Hitler, 1920’lerden itibaren komünizmi Almanya refahı için en büyük tehdit olarak tanımlamıştı. Bu ideolojik hassasiyet, Hitler ile SSCB lideri Joseph Stalin (1878-1953) arasında 1939 yılı, Ağustos ayında imzalanan Nazi-Sovyet Paktı şartlarının bir kenera bırakılmasına yol açmıştı. Hitler’in Polonya’yı işgal etmeyi planladığı, aynı zamanda Batıda İngiliz ve Fransız ordularıyla, Doğuda ise Sovyet ordusuyla karşı karşıya gelmek istemediği için bu anlaşma taraf hiçbir devletin diğer bir devlete saldırmayacağına dair saldırmazlık şartı ihtiva ediyordu. Bu arada, Stalin de kendi cephesinde yeniden silahlanmak üzere değerli bir zaman kazanmıştı. Saldırmazlık Paktı gizli maddeleri, Almanya ve SSCB güçlerinin komşu devlet topraklarına saldırmalarına, Orta ve Doğu Avrupa ülkeleri topraklarını aralarında bölüşmelerine olanak sağlıyordu: SSCB’nin Doğu Polonya, Besarabya, Finlandiya, Estonya, Letonya ve Litvanya üzerinde hareket özgürlüğü vardı. Almanya ise Batı Polonya ve Güney Avrupa devletleri üzerinde hüküm sürecekti. Anlaşma maddeleri hükümleri arasında ticaret konusunu da yer alıyordu ve SSCB, Nazi altını karşılığında Almanya’nın ihtiyaç duyduğu ham maddeleri temin ediyordu.

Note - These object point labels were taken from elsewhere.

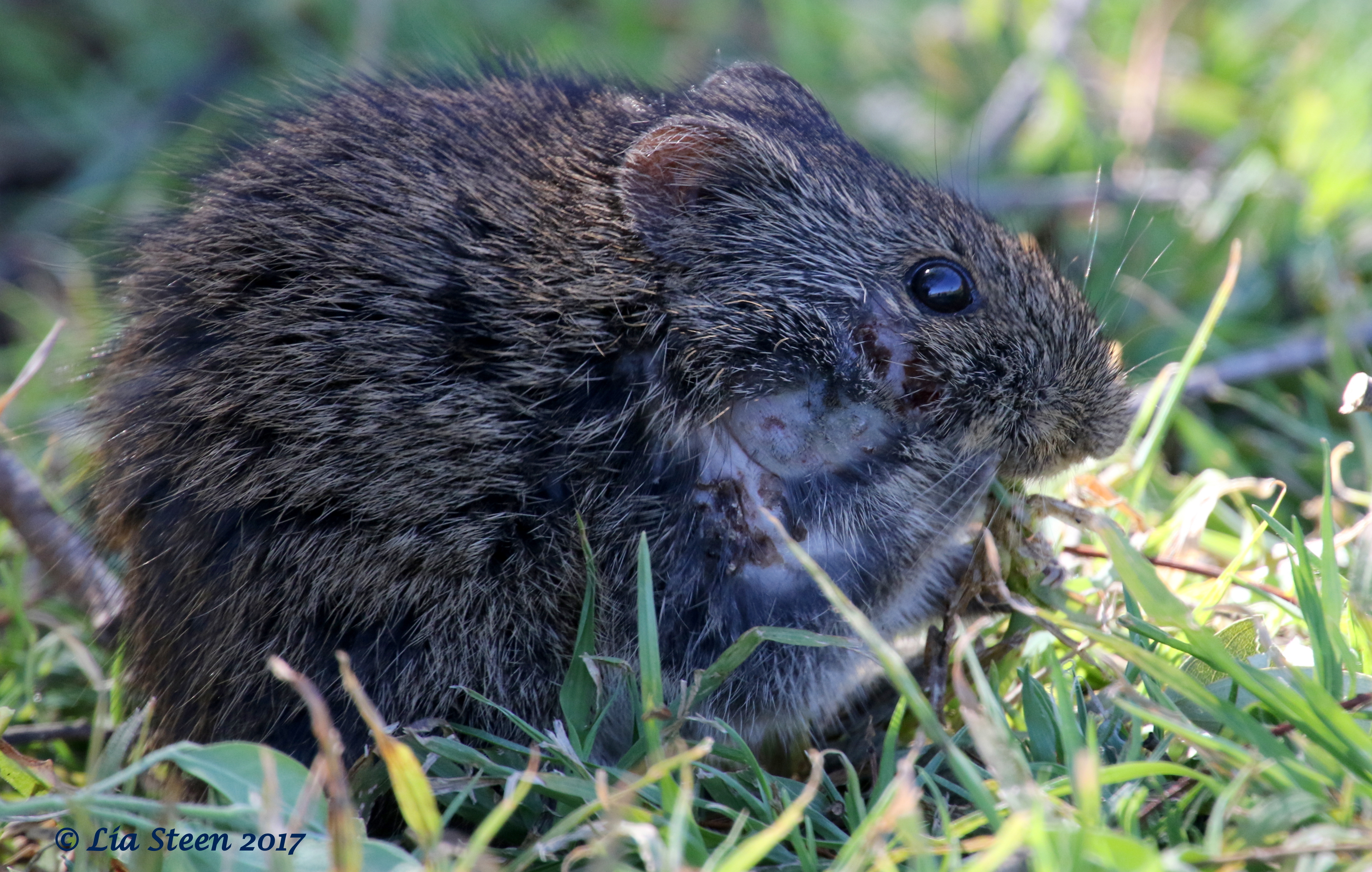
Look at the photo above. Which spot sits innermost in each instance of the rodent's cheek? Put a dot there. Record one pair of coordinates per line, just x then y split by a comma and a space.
802, 433
894, 362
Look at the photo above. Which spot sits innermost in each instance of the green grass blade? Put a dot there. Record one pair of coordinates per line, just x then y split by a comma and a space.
1040, 720
578, 694
1146, 456
650, 660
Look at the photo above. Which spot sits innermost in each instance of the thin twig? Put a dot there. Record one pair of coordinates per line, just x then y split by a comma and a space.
64, 555
25, 734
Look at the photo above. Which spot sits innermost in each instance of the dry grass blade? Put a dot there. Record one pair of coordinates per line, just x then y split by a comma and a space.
345, 827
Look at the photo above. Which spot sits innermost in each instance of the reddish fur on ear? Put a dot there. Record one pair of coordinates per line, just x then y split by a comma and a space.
669, 165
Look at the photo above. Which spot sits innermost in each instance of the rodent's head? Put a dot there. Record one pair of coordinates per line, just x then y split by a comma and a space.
792, 259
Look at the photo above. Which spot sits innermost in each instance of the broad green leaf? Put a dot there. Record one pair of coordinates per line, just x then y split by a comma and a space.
1139, 577
1239, 639
740, 651
235, 771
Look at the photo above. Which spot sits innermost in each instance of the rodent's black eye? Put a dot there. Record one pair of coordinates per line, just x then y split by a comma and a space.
943, 286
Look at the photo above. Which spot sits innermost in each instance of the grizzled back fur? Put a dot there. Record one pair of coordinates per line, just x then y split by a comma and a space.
372, 375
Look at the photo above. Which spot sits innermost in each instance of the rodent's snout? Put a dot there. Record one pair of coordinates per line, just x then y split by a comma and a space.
1060, 417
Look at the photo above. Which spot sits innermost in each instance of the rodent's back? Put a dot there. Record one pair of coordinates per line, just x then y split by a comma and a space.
376, 373
315, 417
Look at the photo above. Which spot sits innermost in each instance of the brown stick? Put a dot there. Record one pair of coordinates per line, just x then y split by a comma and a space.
1211, 572
25, 734
64, 555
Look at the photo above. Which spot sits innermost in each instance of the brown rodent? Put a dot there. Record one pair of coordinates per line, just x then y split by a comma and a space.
372, 375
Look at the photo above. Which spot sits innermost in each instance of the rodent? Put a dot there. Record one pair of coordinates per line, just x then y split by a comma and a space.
372, 375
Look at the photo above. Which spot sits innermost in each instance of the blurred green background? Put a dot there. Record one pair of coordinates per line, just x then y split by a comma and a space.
1133, 139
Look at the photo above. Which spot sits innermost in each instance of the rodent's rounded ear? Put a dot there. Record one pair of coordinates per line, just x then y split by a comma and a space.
667, 172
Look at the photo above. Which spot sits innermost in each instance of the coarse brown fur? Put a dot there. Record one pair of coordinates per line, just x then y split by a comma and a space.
372, 375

Nazi-Sovyet Paktı, taraf her iki devlet için geçici bir çıkar anlaşması idi. Hükümetlerin ideolojik farklılıkları, Hitler’in toprak kazanma hırsı ve Almanya’nın hammadde ihtiyacı göz önüne alındığında iki ülke arasında savaş çıkması kaçınılmaz olarak görülüyordu. Hitler, bu hırsını 1925 yılında yazdığı Kavgam (Mein Kampf) adlı kitabında dile getirmişti. Kitabında, Alman halkı için bir Lebensraum (Yaşam Alanı) yani yeni kaynak alanı bulabileceği ve Alman halkının refah düzeyine kavuşabileceği Doğuda yeni topraklara olan ihtiyacı açıklamıştı. Hitler’in başarlı bir şekilde 1939 yılında Polonya’yı işgal etmesinin ardından, aynı zananda, Almanya’ya savaş açmış olan İngiltere ve Fransa ile uğraşmak zorunda kalmıştır. Herkesin şaşkınlığına rağmen, Almanya, Batı’daki saldırılarında dikkate değer düzeyde başarılı olmuştu. Fransa, 1940 yılı, Haziran ayında teslim olmuş ve İngiltere Dunkrink Tahliyesi ile geri çekilmişti. Hitler, Hava Savunmasıyla İngiltere Savaşını (Temmuz-Ekim 1940) kazanamamıştı ve bu durum İngiltere’ya karşı bir işgalin başlatılamayacağı anlamına geliyordu. Hitler, bombalama seferberliği başlatmış, ancak İngiltere’yi teslim alamayacağı anlaşılınca, Doğu’ya yönelmişti.
Polonya, 1939 yılında, Bug Nehri hattı boyunca bölüştürülmüştü; SSCB Doğu kısmını, Almanya ise Batı tarafını almıştı. SSCB, Estonya, Letonya ve Litvanya’yı bağımlı devletler haline getirmiş ancak Finlandiya güçleri Kızıl Ordu saldırılarına inatla direnmişlerdi (1940 yılı, Mart ayında Barış Antlaşması imzalanmıştı). Bu toprak gasplarının bir sonucu da SSCB’nin ihmal edilmiş savunma hattı olan ve Batı kanadını koruyan Stalin Hattı, artık cephe hatlarından biri haline gelecek hattın çok gerisinde kalmıştır.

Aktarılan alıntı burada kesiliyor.